In trying to discover what the cause of the disease actually was, however, many samples, including serum, were taken from the Icelandic equine population and stored. To assist the investigation, Sigríður Björnsdóttir, from MAST, the Icelandic Food and Veterinary Authority, Vilhjálmur Svansson from the Institute For Experimental Pathology, University of Iceland, Keldur and their colleagues joined forces with the Bacteriology team at the Animal Health Trust who were then developing a diagnostic ELISA test for strangles.


This relationship, also in association with the Wellcome Sanger Institute, turned out to be beneficial all round. Whilst the Icelandic team gained insights into what was causing the outbreak and how it was spreading from genome analysis of collected bacterial isolates, the Icelandic serum samples also provided ideal negative controls for the strangles ELISA test (once it had been confirmed that strangles wasn’t the cause of this outbreak – big sigh of relief all round).


Sigríður Björnsdóttir commented “Our main goal was to reduce and prevent the suffering of our animals, which was a major welfare concern, and to protect the sustainability of the breed. However, we have realized how important the protection of the population is also for providing negative controls for research and the production of tests for equine diseases worldwide. We're happy to be in this situation.”

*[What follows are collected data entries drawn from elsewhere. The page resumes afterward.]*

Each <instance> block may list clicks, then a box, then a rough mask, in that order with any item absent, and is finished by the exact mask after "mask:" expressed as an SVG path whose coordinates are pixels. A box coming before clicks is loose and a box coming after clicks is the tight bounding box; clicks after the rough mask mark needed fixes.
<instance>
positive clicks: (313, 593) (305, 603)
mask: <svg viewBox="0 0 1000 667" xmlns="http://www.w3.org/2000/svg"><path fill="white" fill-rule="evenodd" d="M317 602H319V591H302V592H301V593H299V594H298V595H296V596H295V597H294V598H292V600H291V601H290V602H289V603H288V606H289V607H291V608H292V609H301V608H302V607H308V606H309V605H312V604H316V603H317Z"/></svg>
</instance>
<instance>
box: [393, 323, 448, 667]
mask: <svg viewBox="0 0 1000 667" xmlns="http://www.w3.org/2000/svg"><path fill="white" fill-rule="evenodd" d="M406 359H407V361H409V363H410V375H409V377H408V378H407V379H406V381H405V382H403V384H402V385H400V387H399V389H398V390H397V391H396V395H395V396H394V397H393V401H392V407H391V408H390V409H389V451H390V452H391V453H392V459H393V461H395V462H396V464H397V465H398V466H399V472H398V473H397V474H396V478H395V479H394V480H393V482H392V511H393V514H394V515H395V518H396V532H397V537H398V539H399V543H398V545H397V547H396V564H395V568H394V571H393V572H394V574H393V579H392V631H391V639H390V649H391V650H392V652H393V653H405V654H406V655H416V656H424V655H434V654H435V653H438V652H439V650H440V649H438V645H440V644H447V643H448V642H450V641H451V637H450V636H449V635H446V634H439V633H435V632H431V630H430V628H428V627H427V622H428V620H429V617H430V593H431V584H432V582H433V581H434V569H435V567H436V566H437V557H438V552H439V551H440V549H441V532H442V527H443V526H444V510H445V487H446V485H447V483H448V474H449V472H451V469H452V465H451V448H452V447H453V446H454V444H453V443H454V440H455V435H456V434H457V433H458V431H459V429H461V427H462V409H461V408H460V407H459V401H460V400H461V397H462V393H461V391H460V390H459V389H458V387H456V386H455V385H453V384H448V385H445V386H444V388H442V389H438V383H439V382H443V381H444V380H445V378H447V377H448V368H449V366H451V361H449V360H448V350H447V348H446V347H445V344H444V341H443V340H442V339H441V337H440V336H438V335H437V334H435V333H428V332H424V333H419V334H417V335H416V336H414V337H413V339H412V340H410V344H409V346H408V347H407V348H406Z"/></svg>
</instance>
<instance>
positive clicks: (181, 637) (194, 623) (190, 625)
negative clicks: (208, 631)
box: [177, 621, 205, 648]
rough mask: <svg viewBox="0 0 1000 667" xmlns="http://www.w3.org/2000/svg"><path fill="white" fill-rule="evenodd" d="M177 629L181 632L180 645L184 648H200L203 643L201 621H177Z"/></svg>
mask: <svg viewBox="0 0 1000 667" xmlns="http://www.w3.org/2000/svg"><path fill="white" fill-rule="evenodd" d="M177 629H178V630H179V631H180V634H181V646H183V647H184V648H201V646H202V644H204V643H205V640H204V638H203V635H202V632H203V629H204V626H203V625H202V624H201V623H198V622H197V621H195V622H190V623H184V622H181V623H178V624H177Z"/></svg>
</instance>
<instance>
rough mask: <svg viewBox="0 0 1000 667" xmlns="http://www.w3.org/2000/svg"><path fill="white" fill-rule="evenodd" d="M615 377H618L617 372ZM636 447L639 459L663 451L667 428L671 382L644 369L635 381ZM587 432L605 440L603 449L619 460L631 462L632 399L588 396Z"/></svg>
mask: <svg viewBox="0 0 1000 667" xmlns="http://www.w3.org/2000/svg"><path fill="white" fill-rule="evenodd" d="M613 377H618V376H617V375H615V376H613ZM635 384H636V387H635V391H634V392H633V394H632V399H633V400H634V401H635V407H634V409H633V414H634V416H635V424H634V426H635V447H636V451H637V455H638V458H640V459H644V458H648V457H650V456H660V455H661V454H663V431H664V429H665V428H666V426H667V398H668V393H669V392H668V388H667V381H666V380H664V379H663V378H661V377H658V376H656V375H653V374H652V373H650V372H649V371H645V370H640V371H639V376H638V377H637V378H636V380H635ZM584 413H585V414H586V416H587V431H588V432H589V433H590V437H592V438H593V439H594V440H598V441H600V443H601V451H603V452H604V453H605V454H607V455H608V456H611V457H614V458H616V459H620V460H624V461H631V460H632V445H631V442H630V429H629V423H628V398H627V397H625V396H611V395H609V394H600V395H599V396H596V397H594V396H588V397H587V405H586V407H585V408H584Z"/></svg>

Dr Carl Robinson, Senior Scientist at the Animal Health Trust, Newmarket, UK, and first author of the related publication of the strangles ELISA test commented “Whilst obtaining positive samples for evaluating the test was not a big challenge, negative samples were more problematic”. He continued “The test is based on measurements of equine antibody levels to S. equi, which may stay elevated for some time following infection - months even. Some animals can also form what is termed a “carrier state” where they appear perfectly healthy but harbor infection. Both of these factors mean that finding true negatives in any population where the infection is endemic is a real headache. The availability of the serum samples taken in Iceland, however, gave the perfect set of negative controls.” Ultimately this veritable negative gold mine lead to the robust validation of the test for strangles offered by and licensed from the Animal Health Trust which is now used by labs around the globe to help thousands of horses.